Alphabet’s Google continues to fire more staff, after a number of employees had stormed two Google offices in protest at a cloud contract with Israel, and demonstrated “completely unacceptable behaviour”.
Last week it was reported that Google had terminated 28 employees, after a series of protests against labour conditions and the company’s contract to provide the Israeli government with cloud computing and artificial intelligence services.
Google had alleged that a small number of employees affiliated with the ‘No Tech for Apartheid’ campaign had entered and disrupted work at two office locations in New York and Sunnyvale, California.
Nine Google workers were arrested on trespassing charges after staging a sit-in at the company’s offices.
The New York sit in lasted over nine hours and spanned two floors.
Some staff even reportedly entered and staged a protest in the office of Google Cloud CEO Thomas Kurian.
Google alleged that the protesters had defaced its property during the protest, and even physically impeded the work of other Googlers.
Last week the protesters denied Google’s accusations and said the firings were an “excuse to avoid confronting us and our concerns directly, and attempt to justify its illegal, retaliatory firings, is a lie.”

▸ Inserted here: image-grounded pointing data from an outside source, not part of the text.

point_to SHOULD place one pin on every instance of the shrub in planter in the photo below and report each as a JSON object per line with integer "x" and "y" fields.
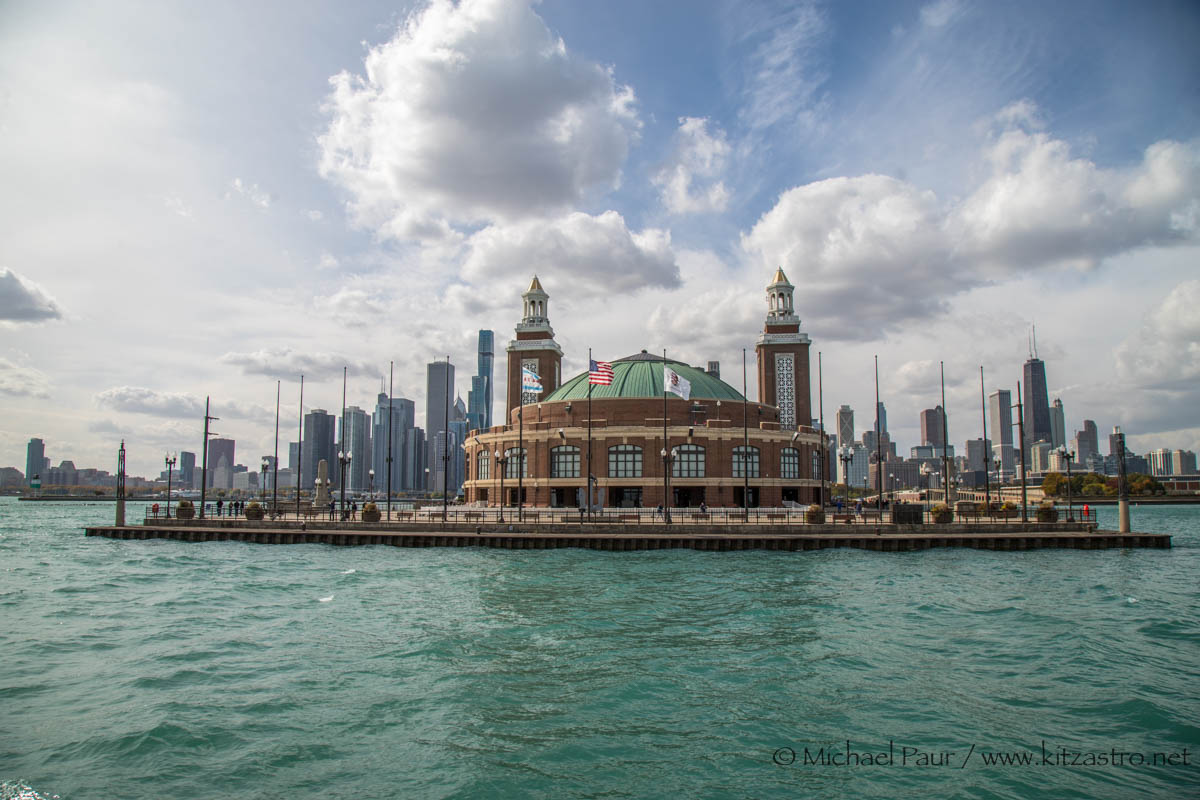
{"x": 185, "y": 510}
{"x": 1047, "y": 512}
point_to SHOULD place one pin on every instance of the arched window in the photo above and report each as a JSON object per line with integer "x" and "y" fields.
{"x": 564, "y": 462}
{"x": 624, "y": 461}
{"x": 745, "y": 462}
{"x": 516, "y": 463}
{"x": 790, "y": 463}
{"x": 689, "y": 462}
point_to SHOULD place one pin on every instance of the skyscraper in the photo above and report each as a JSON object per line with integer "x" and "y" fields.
{"x": 186, "y": 468}
{"x": 221, "y": 463}
{"x": 1057, "y": 425}
{"x": 845, "y": 426}
{"x": 438, "y": 388}
{"x": 319, "y": 444}
{"x": 1087, "y": 445}
{"x": 1000, "y": 404}
{"x": 402, "y": 420}
{"x": 931, "y": 427}
{"x": 479, "y": 398}
{"x": 35, "y": 459}
{"x": 1037, "y": 402}
{"x": 355, "y": 437}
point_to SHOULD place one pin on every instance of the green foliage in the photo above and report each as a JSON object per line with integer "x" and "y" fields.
{"x": 1054, "y": 483}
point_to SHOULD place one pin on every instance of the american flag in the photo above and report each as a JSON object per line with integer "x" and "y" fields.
{"x": 600, "y": 373}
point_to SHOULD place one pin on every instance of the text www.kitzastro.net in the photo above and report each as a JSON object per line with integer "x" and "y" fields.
{"x": 1048, "y": 755}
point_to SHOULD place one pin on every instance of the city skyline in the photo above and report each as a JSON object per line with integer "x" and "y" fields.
{"x": 934, "y": 178}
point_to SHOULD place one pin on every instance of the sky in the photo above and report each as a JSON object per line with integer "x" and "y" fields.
{"x": 204, "y": 199}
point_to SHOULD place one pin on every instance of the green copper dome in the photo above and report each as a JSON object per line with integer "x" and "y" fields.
{"x": 641, "y": 376}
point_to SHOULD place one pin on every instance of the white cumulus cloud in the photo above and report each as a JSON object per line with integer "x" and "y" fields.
{"x": 474, "y": 112}
{"x": 689, "y": 182}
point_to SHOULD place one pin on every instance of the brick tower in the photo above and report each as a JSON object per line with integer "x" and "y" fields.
{"x": 783, "y": 354}
{"x": 533, "y": 348}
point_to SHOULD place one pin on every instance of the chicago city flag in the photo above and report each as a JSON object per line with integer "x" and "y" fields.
{"x": 529, "y": 380}
{"x": 675, "y": 384}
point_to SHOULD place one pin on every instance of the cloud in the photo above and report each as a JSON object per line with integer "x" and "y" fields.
{"x": 785, "y": 65}
{"x": 24, "y": 301}
{"x": 138, "y": 400}
{"x": 251, "y": 192}
{"x": 351, "y": 307}
{"x": 473, "y": 112}
{"x": 1164, "y": 353}
{"x": 286, "y": 362}
{"x": 871, "y": 252}
{"x": 23, "y": 382}
{"x": 697, "y": 155}
{"x": 594, "y": 252}
{"x": 939, "y": 13}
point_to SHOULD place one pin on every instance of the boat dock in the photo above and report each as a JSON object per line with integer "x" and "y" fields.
{"x": 885, "y": 537}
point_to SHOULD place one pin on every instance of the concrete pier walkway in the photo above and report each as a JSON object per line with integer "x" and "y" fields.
{"x": 888, "y": 537}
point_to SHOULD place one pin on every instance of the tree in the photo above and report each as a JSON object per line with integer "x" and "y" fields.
{"x": 1054, "y": 483}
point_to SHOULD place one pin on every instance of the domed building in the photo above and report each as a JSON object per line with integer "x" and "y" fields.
{"x": 641, "y": 444}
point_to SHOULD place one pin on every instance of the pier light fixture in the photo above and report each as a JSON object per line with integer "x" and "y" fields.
{"x": 169, "y": 462}
{"x": 1068, "y": 456}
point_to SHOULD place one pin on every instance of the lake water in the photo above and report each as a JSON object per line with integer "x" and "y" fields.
{"x": 225, "y": 669}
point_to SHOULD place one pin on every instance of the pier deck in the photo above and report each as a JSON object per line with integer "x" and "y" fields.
{"x": 887, "y": 537}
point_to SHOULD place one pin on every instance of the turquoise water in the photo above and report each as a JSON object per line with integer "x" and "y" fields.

But now the Associated Press has reported that Google is still carrying out disciplinary actions in the aftermath of the protests.
The AP reported that Google fired at least 20 more workers, bringing the total number of terminated staff to more than 50, according to the group representing the workers.
The No Tech For Apartheid group tweeted that Google had fired 30 workers last week – higher than the initial 28 they had announced.
And then on Tuesday Google fired “over 20” more staffers, “including non-participating bystanders during last week’s protests,” according to Jane Chung, a spokeswoman for No Tech For Apartheid, without providing a more specific number.
“Google’s aims are clear: the corporation is attempting to quash dissent, silence its workers, and reassert its power over them,” Chung reportedly said in a press release. “In its attempts to do so, Google has decided to unceremoniously, and without due process, upend the livelihoods of over 50 of its own workers.”
According to AP, Google said it fired the additional workers after its investigation gathered details from coworkers who were “physically disrupted” and it identified employees who used masks and didn’t carry their staff badges to hide their identities.
Google didn’t specify how many staff were fired.
The protest last week even drew the attention of Alphabet and Google CEO Sundar Pichai, who in a blog post last week warned staff that Google offices are “not a place to act in a way that disrupts coworkers or makes them feel unsafe,” as the company intensifies its efforts to improve its AI technology.
“We have a culture of vibrant, open discussion that enables us to create amazing products and turn great ideas into action,” wrote Pichai. “That’s important to preserve.”
“But ultimately we are a workplace and our policies and expectations are clear: this is a business, and not a place to act in a way that disrupts coworkers or makes them feel unsafe, to attempt to use the company as a personal platform, or to fight over disruptive issues or debate politics. This is too important a moment as a company for us to be distracted.”